Interestingly, Harmon’s and Maurice’s results showed the dominant juvenile cichlids did have higher levels of testosterone. “High levels of testosterone are often thought to be associated with aggressive behaviors, but often it is the situations that require aggression that actually lead to increased testosterone,” says Solomon-Lane. “In this case, it seems that the social context was influencing the juvenile cichlids’ hormonal levels.”

In addition to gathering behavioral and hormonal data, Solomon-Lane’s lab is working with Assistant Professor of Biology Findley Finseth to extract RNA from the cichlids’ brains and send it out for full analysis of the neural transcriptome (every gene that is expressed in the brain).  “Our work in pinpointing correlations across gene expression, reproductive status, time periods, hormone levels, and developmental stages may potentially enhance the field’s understanding of individual variation in social behavior,” says Maurice.

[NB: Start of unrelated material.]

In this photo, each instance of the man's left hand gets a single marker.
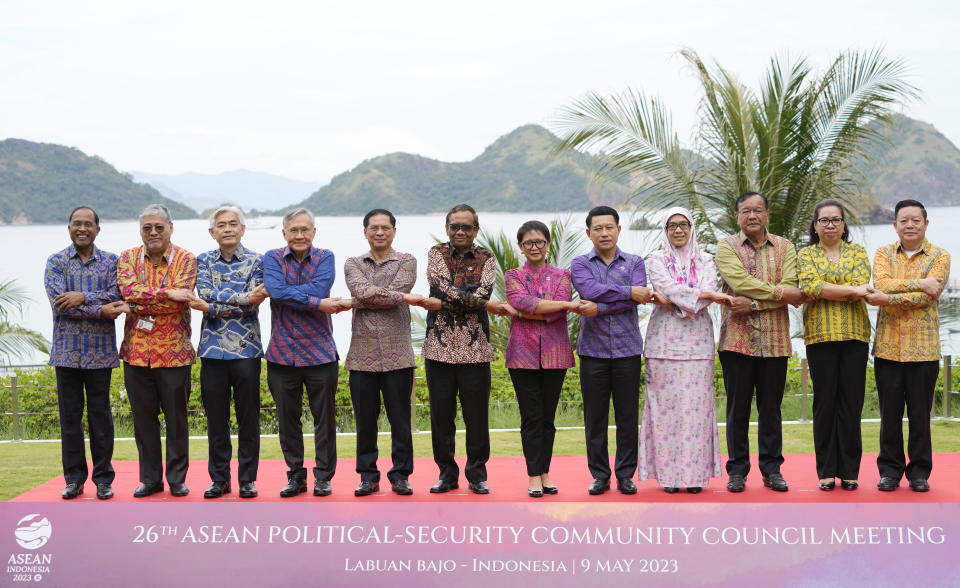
(68, 300)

While the cichlids may have been focused on establishing dominance hierarchies, the researchers in Solomon-Lane’s lab are much more interested in fostering an atmosphere of collaboration and support. “For quality science to take place, there must be a setting of mutual trust and respect,” says Maurice. “A lot of the work was extremely collaborative—my actions would directly affect the following actions of my lab mates and vice versa—so the circumstances made it extremely important to voice where I was confused and to support the work and accomplishments of my lab mates.”